Naomi Osaka didn't see what caused the uproar during the U.S. Open final she was playing against her idol, Serena Williams, so she was confused when it left the crowd booing — apparently for her.
Williams' argument with the match umpire over a coaching violation turned into a point for Osaka, then a game, in a much-maligned coaching decision that helped cement a first Grand Slam win for Osaka. But the 20-year-old said Monday that she had her back turned when the argument unfolded, so she wasn't sure why the New York City crowd was booing during the trophy presentation, which led to her apologizing for the victory.
"I felt a little bit sad because I wasn't really sure if they were booing at me or if it wasn't the outcome that they wanted," she said on the "Today" show. "I also could sympathize because I've been a fan of Serena my whole life and I knew how badly the crowd wanted to win."
Both players cried at the ceremony. Williams asked the crowd to stop booing and salute Osaka to make it "the best moment we can," while Osaka apologized to the crowd.
"I know that everyone was cheering for her and I'm sorry it had to end like this," Osaka said Saturday.
She explained Monday that she was emotional and disappointed with the outcome as well, having dreamt of winning the trophy in a competitive match.
"I felt like I had to apologize," she said.
U.S. & World
Williams' argument with umpire Carlos Ramos, which resulted in $17,000 in fines for Williams, completely overshadowed the match, whose first set Osaka dominated 6-2. The second set finished 6-4, with one game awarded to Osaka after Williams repeatedly called Ramos a thief for docking a point for a coaching violation that Williams insisted she didn't deserve.
The Women's Tennis Association joined Williams and a chorus of commentators who said the player was punished for something men get away with all the time.
Osaka said Monday that she hadn't had time to look at the news and form an opinion on what happened in the 36 hours since she won.
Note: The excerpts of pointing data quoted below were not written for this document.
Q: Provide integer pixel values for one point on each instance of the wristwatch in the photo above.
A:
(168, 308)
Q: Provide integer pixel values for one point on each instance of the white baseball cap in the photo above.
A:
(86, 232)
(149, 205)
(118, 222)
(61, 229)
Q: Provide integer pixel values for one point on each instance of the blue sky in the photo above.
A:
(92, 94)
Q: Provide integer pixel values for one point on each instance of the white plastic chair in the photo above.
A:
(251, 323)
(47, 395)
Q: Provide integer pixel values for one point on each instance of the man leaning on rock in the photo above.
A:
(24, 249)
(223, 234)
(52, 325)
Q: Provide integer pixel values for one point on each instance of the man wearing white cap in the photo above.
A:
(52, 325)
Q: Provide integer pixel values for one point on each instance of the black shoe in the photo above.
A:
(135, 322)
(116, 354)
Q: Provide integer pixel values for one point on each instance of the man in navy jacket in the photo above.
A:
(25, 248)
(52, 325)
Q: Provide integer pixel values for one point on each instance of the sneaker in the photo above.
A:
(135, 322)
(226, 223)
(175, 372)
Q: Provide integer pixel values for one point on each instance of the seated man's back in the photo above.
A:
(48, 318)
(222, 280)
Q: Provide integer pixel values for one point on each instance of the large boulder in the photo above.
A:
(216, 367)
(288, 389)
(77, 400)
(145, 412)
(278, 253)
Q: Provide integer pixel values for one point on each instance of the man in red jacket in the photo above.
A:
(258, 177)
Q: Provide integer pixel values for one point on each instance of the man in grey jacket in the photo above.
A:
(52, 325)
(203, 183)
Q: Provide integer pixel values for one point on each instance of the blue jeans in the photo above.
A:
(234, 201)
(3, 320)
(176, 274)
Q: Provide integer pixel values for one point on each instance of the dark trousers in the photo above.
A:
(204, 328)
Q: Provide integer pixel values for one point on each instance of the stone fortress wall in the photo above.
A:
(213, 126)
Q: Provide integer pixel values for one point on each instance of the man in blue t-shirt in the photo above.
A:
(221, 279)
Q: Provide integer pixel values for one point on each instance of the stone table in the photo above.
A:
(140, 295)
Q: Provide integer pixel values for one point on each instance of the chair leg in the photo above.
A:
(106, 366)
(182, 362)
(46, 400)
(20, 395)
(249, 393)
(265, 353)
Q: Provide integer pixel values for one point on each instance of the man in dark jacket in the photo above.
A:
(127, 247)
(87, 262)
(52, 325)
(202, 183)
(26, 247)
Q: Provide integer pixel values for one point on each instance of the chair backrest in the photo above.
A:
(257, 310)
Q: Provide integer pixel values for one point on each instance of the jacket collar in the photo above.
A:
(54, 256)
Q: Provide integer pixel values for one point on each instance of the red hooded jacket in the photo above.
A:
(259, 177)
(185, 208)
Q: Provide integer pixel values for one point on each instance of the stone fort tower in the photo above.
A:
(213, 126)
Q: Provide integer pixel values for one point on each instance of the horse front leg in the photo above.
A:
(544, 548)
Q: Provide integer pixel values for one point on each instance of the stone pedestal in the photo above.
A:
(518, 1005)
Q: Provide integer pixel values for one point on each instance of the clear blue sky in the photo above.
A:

Osaka, the first Japanese person to win the U.S. Open (her mother is from Japan and her father is from Haiti), grew up idolizing Williams. She'd played her once before, but she was very nervous because now she was matching up against Williams in a Grand Slam final.
"Right before I was walking onto the court I was freaking out a little bit, but when I went onto the court, it didn't feel like she was Serena, it felt like she was another player," Osaka said.
Williams appeared to comfort Osaka on the dais after the match, hugging her and whispering something in her ear as the crowd booed and Osaka covered her face.
Osaka didn't say Monday what Williams told her, only that it made her happy.
With the win, Osaka rises to No. 7 in the women's tennis rankings, nine places above Williams.